Washington: New EAP Confidentiality Requirements for Employers

As of June 9, 2022, SB 5564 prohibits employers from obtaining individually identifiable information regarding an employee’s participation in an employee assistance program, subject to limited exception. Regardless, individually identifiable information gathered in the process of conducting an employee assistance program (EAP) must be kept confidential. Moreover, an employee’s participation or nonparticipation in an EAP must not be a factor in a decision affecting an employee’s job security, promotional opportunities, corrective or disciplinary action, or other employment rights. Employers should review requirements with EAP administrators and appropriate personnel for compliance.


Washington: Employers Responsible for Returned Check Fees

As of June 9, 2022, HB 1794 requires employers to reimburse employees for any bank fees resulting from paychecks returned for nonsufficient funds, except where such is the result of bank error as confirmed in writing by the bank, provided that the employee presents the returned check within 30 days of receipt.


Wyoming: “Blue Penciling” Employee Noncompete Agreements is Now Prohibited

On February 25, 2022, in Hassler v. Circle C Resources, the Wyoming Supreme Court overruled its own precedent stating that courts are prohibited from revising, or “blue penciling,” noncompete agreements to make them enforceable. It noted that blue penciling places an unfair burden on employees. Because the agreement there was unreasonable on its face, the whole agreement was void and unenforceable.
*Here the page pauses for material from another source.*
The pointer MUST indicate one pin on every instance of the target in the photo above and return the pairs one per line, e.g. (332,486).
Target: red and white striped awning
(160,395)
Employers should review noncompete agreements with legal counsel to ensure they are narrowly tailored to the applicable situation in order to survive judicial scrutiny.

Disclaimer: This document is designed to provide general information and guidance concerning employment-related issues. It is presented with the understanding that ManagEase is not engaged in rendering any legal opinions. If a legal opinion is needed, please contact the services of your own legal adviser.